Le 8 mars dernier, en pleine Journée internationale des droits des femmes, une vidéo d’un coach sportif a enflammé les réseaux sociaux. On y voyait ce professionnel établir une typologie des femmes calquée sur les propriétés de l’eau — celles qui sont « chaudes », celles qui sont « fraîches », les « potables » et celles qui « font chier ». L’indignation a été immédiate. Quelques jours plus tard, une vidéo d’excuses était publiée sur son compte Instagram.
L’affaire est passée. La question qu’elle pose, elle, reste entière.
Une image, une réputation, un secteur
Un coach sportif n’est pas un individu lambda sur les réseaux sociaux. Il est titulaire d’une carte professionnelle, il encadre des personnes en situation de vulnérabilité physique ou émotionnelle, il représente une profession réglementée. Ce qu’il publie en ligne — même à titre personnel, même sur un compte privé — engage bien plus que lui seul.
Ce que cet épisode illustre, c’est la confusion encore très répandue entre espace privé et espace public numérique. Une vidéo Instagram n’est pas une conversation entre amis. C’est un contenu diffusé, partageable, archivable, et potentiellement viral. La frontière entre vie personnelle et image professionnelle n’existe plus dès lors qu’on s’expose publiquement — et un coach qui construit sa visibilité en ligne construit simultanément son image professionnelle, qu’il le veuille ou non.

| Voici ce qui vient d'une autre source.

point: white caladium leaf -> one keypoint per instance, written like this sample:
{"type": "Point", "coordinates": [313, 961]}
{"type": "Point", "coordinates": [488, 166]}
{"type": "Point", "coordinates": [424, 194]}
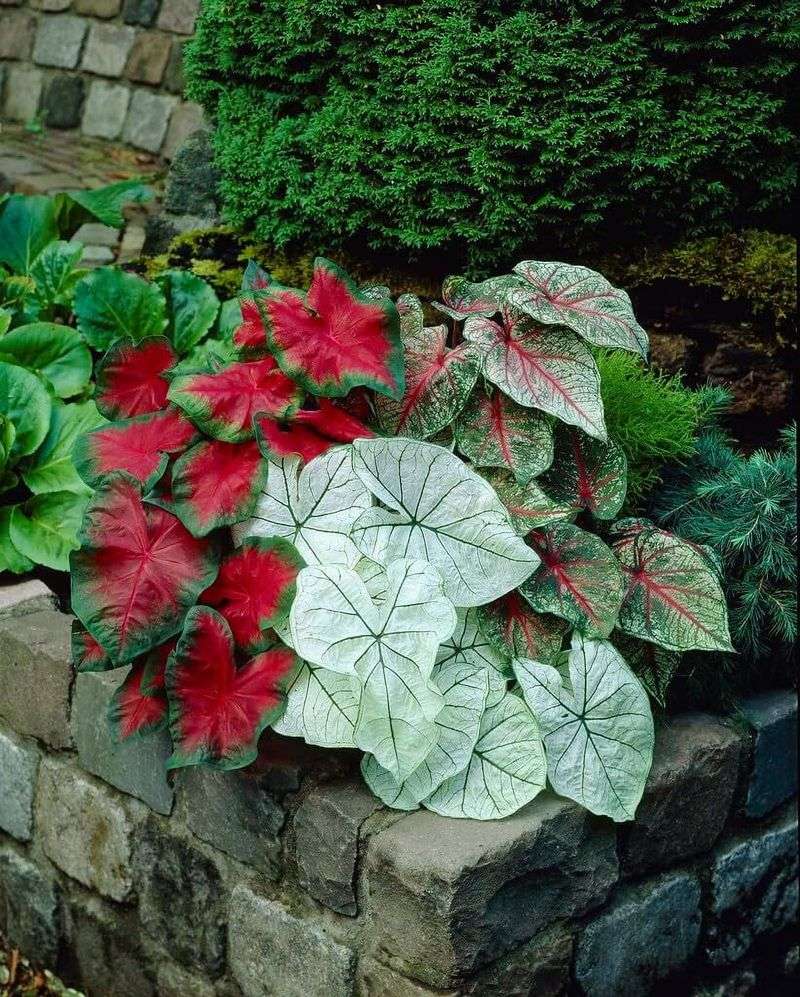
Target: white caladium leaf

La responsabilité va au-delà de l’excuse
Les excuses publiées ont clos la polémique médiatique. Elles ne réparent pas les clientes qui ont vu la vidéo, qui se sont senties visées, et qui ne reviendront peut-être pas. Elles ne réparent pas non plus la perception que les clients potentiels — hommes et femmes — ont pu former en quelques secondes sur la qualité du professionnel derrière le contenu.
La confiance client se construit sur des années. Elle se détruit en quelques heures. Et dans un secteur où la relation est au cœur de la prestation, une atteinte à la confiance est une atteinte directe au chiffre d’affaires.
Ce que ça implique concrètement
Ce n’est pas une question d’idéologie ou de sensibilité particulière. C’est une question de positionnement professionnel. Un coach qui encadre des femmes — et statistiquement, la majorité des coachs le font — ne peut pas se permettre de publier un contenu qui les rabaisse, même sous couvert d’humour. Pas parce que c’est interdit. Parce que c’est incompatible avec l’exercice d’un métier fondé sur la confiance, le respect et l’accompagnement.
La question à se poser avant chaque publication n’est pas « est-ce que ça va faire rire ? » mais « est-ce que je signerais ce contenu avec ma carte professionnelle ? »
Si la réponse est non, le contenu ne devrait pas exister.